I am using natural inhibitor for DPP4 inhibition. Crude extract is giving results. But when i make particular conc of the extract inhibition is very less. Any changes i can make in protocol?
One reason why the inhibition may decrease when the concentration is increased is that the solubility of the inhibitor has been exceeded, causing it to aggregate or precipitate.
Another possibility is that the extract causes interference in the measurement. For example, suppose you are using a fluorescence intensity-based assay in which the reaction causes an increase in fluorescence. If there is fluorescence in the inhibitor sample, that additional fluorescence will appear to be activity of the enzyme, making the inhibition look weaker than it is.
For a simple method to correct for interference in some types of assays, see this paper:
I am working with crude extract. 100 -150 mg per ml is the maximum conc am using right now. atleast 50-60% inhibition is expected. I am using plasma to measure the activity and reading the absorbance @ 405 nm.
You are absolutely right . to avoid the interference of the inhibitor i take reading of inhibitor sample so that i can eliminate it. but that is also not working. i am not ableto make a visible change in the activity.
Can you please explain me the earlier point you mentioned regarding the solubility of the inhibitor.
As i am using plasma as the source of enzyme ll it make much difference?
When measuring IC50 curves for hits from compound library screens in enzyme assays, one sometimes sees that the % inhibition increases as the compound concentration increases, as expected, up to a certain concentration, then as the concentration increases further the % inhibition decreases. This phenomenon could be due to interference with the detection technology by the compound (see my original comment above), or it could be due to the compound reaching the limit of its solubility in the assay.
Although you might expect the % inhibition to level off, rather then decrease, this assumes that the soluble compound is in equilibrium with insoluble compound. What may happen instead is that the compound either "crashes out" of solution when added at a concentration above its solubility or forms aggregates that remain in suspension but don't inhibit the enzyme.
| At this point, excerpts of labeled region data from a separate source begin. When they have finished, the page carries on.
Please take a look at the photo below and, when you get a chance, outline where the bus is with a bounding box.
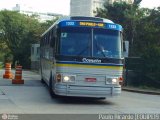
[40,16,124,99]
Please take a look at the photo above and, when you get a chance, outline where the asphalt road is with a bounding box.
[0,70,160,120]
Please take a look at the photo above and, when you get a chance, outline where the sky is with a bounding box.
[0,0,160,15]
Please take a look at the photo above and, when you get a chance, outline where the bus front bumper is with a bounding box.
[54,84,121,98]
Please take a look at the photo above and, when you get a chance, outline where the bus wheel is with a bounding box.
[49,76,57,98]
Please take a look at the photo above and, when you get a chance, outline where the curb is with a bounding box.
[122,88,160,95]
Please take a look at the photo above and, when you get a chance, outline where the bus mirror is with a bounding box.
[123,41,129,57]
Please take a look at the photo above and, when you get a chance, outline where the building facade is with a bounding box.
[70,0,134,17]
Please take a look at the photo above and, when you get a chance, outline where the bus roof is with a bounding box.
[41,16,114,37]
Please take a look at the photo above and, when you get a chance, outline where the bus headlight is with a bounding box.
[63,75,76,83]
[106,78,119,84]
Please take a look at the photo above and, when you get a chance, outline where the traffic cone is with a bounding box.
[3,63,13,79]
[12,66,24,84]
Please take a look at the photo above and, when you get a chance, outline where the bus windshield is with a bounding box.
[60,27,121,58]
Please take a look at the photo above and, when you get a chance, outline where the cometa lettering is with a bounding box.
[82,58,102,63]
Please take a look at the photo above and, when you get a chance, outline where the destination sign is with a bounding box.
[59,21,122,31]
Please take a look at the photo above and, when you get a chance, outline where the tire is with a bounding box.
[49,75,57,98]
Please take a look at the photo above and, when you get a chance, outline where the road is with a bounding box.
[0,70,160,119]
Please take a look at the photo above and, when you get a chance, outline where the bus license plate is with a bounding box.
[85,78,97,82]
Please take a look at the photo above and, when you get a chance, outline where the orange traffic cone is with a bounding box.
[12,66,24,84]
[3,63,13,79]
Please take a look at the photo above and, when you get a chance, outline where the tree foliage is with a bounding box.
[0,10,57,68]
[97,0,160,86]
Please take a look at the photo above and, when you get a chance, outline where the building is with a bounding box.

The formation of precipitates or aggregates appears to be a kinetically driven, not an equilibrium phenomenon, with the result that the concentration of the monomeric compound remaining in solution is lower then the maximum soluble concentration.
The use of plasma as the source of the enzyme adds albumin and other proteins into the assay that can bind up the compound, reducing the effective (free) concentration and making the compound appear less potent than it really is. The plasma proteins, by binding up some of the compound, can also make it appear to be more soluble than it would be in an aqueous buffer.